A portion of their interview with Kelly aired Wednesday, in which they acknowledged being two of Josh’s victims but added that they wanted to “set the record straight.”

“Josh was a boy, a young boy in puberty and a little too curious about girls,” says Jessa. “And that got him into some trouble. And he made some bad choices, but, really, the extent of it was mild – inappropriate touching on fully clothed victims, most of it while [the] girls were sleeping.”

Jill, 24, adds that they “didn’t even know” about the molestation until Josh had confessed to their parents. “None of the victims were aware of what happened until Joshua confessed,” Jessa agrees, adding, “My parents took [us] aside individually, and they said, ‘Here’s what happened,’ and of course at this point, you’re shocked.”

“I was scared,” says Jill, but she adds that she was also “sad” to hear about what her brother had done, “because this is my older brother, who I love a lot. It’s conflicting.”

RELATED VIDEO: The Duggars Break Their Silence

Jill and Jessa: Nobody ‘Forced’ Us to Forgive Josh

Jill says that she was “angry at first, like, ‘How could this happen?’ ” but chose to forgive Josh after he went to each of his victims and asked for forgiveness. The new mother to Israel David says that nobody “forced” her to forgive him and that the victims were allowed to make that decision for themselves.

While they were “sad whenever he was sent away” – presumably for counseling, which police reports reveal was a three-month stay with a family friend in the home-remodeling business – “at the same time it was burned in our memory,” says Jill. “Josh made some very bad decisions, and he is going to suffer the consequences of those decisions.”

Jill goes on to share that her father, Jim Bob, told her that “there’s a difference between forgiveness and trust.” She adds that you can have “forgiveness with boundaries. Trust comes later. Josh destroyed that trust at the beginning, and so he had to rebuild that. When he came back [from counseling], that was the point of rebuilding.”

Jessa and Jill: We’re Not Hypocrites, We’ve Never Said We’re a Perfect Family

The girls also address charges of hypocrisy aimed at the Duggars for preaching Christian family values – the family adheres to strict fundamental Christian teachings – while hiding Josh’s secrets. “If you go back and look at everything that people have seen in our lives – in television, you know – we’ve never claimed to be a perfect family,” says Jill.

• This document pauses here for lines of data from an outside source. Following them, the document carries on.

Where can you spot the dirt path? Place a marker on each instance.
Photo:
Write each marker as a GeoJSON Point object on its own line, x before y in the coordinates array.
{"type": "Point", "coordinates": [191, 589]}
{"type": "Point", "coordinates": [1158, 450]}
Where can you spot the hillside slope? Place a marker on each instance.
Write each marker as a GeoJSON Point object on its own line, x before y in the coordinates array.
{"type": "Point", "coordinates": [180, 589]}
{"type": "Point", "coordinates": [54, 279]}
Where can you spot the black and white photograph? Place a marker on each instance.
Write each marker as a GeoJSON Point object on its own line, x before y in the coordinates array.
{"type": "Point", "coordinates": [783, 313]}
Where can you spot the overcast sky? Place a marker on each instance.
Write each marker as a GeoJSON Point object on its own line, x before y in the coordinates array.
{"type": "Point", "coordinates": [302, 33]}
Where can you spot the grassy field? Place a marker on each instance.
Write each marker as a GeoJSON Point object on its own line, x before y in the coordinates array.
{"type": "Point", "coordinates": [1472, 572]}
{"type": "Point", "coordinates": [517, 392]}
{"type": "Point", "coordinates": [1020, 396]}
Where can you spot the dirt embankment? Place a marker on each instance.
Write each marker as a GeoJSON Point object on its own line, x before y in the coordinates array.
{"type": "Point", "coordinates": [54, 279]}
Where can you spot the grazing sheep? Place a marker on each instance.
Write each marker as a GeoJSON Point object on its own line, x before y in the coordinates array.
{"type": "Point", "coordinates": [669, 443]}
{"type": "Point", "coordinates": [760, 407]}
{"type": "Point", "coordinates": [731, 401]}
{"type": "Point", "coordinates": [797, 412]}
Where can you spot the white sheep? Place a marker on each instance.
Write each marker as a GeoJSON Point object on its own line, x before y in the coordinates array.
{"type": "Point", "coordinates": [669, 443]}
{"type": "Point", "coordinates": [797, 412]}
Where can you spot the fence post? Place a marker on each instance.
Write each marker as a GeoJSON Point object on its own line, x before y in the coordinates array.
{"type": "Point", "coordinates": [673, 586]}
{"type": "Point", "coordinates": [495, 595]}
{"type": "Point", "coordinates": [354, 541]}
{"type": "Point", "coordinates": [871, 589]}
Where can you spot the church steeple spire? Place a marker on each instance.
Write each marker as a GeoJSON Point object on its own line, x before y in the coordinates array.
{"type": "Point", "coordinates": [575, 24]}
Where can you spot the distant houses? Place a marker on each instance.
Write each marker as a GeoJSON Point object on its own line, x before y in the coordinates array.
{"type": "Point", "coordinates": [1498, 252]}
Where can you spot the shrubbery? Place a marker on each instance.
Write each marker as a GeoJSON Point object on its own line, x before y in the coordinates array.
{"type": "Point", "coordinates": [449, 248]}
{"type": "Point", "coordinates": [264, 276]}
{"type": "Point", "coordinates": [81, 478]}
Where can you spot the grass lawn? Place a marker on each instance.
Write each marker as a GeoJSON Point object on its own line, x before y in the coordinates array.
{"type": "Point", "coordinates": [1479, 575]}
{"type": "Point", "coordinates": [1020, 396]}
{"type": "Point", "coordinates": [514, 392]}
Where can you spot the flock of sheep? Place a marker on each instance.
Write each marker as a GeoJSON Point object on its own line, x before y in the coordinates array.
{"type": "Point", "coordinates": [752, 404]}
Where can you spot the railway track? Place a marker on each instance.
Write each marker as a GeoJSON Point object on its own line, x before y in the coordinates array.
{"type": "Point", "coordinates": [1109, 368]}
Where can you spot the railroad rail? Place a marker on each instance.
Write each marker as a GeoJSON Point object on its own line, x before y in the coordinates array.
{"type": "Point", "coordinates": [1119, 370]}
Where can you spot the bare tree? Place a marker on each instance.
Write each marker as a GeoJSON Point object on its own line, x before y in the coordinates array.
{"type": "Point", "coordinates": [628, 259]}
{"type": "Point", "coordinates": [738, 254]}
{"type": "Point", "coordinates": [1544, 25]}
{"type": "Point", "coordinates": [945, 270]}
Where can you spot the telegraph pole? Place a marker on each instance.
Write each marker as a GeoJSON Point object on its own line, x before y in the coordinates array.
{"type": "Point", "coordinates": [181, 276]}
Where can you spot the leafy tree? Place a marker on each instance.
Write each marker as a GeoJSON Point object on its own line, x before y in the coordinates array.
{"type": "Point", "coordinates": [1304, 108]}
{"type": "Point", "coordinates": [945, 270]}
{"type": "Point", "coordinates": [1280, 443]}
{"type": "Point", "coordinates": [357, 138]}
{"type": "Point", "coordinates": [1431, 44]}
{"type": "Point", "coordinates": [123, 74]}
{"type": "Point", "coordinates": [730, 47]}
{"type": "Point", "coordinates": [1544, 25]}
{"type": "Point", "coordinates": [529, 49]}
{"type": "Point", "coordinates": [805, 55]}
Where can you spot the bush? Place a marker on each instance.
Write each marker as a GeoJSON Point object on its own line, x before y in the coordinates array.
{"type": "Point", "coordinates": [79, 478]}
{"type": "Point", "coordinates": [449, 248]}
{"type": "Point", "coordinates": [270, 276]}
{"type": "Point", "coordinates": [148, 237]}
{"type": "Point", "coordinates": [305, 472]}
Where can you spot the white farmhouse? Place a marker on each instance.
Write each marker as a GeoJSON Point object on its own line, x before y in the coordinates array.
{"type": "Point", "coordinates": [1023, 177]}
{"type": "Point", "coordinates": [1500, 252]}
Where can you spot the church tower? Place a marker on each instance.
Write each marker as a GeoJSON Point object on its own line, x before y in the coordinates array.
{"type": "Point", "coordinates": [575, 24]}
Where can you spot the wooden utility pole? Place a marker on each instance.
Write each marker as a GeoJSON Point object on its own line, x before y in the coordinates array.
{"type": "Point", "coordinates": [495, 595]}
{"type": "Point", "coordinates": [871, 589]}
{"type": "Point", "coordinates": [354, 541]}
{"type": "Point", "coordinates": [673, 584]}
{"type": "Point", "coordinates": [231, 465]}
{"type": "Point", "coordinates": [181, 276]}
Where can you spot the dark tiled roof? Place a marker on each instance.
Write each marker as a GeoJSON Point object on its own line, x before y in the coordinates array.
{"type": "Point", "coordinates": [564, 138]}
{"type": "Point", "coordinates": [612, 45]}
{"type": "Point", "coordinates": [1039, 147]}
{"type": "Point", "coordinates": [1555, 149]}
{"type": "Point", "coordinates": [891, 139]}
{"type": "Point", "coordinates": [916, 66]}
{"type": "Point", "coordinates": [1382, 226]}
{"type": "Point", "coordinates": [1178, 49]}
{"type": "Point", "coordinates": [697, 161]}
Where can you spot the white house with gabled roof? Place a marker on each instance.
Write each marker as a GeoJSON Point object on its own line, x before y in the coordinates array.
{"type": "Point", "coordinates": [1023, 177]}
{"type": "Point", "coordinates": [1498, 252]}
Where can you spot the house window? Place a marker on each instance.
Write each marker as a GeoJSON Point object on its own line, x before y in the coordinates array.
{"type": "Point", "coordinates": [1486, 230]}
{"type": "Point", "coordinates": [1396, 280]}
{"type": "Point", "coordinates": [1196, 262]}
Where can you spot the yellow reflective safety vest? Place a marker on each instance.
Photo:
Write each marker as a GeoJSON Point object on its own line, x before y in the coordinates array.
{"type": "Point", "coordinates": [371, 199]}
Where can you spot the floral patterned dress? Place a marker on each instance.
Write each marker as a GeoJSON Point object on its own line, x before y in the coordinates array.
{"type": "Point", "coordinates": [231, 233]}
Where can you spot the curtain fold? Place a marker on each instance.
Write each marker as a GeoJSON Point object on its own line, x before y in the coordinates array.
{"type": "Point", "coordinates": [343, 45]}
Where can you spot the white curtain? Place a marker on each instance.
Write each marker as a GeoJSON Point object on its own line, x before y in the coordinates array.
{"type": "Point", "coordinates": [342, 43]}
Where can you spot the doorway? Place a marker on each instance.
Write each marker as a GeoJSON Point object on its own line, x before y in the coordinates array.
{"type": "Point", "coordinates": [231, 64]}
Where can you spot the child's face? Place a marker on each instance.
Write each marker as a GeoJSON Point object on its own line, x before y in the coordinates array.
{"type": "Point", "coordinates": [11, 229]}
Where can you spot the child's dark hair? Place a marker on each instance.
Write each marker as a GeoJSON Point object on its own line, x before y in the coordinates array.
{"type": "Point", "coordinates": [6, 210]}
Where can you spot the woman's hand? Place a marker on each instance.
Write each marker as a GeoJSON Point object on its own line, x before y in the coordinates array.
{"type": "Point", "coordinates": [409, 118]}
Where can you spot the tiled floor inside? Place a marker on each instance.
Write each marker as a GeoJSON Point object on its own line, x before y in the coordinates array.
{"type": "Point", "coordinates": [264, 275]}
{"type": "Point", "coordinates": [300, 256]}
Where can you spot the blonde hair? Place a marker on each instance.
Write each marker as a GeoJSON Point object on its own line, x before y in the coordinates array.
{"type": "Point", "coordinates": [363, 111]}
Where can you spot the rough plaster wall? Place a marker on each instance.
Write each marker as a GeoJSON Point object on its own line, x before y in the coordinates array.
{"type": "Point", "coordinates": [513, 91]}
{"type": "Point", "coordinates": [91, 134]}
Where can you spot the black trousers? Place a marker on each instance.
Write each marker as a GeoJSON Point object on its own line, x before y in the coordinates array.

Jessa also defends Josh’s work at the Family Research Council, insisting that he’s not a hypocrite, either, even despite the organization’s lobbying against LGBTQ lifestyles: “It’s right to say, ‘Here’s what I believe, here’s my values,’ even if you’ve made stupid mistakes or failures. If you’ve had failures in your past, it doesn’t mean you can’t be changed. I think the real issue is people are making this sound like it happened yesterday.”

RELATED VIDEO: The Duggars Reveal Safeguards Put in Place to Protect Their Children

Jessa and Jill’s full interview with Kelly airs on The Kelly File on Friday (9 p.m. ET) on Fox News.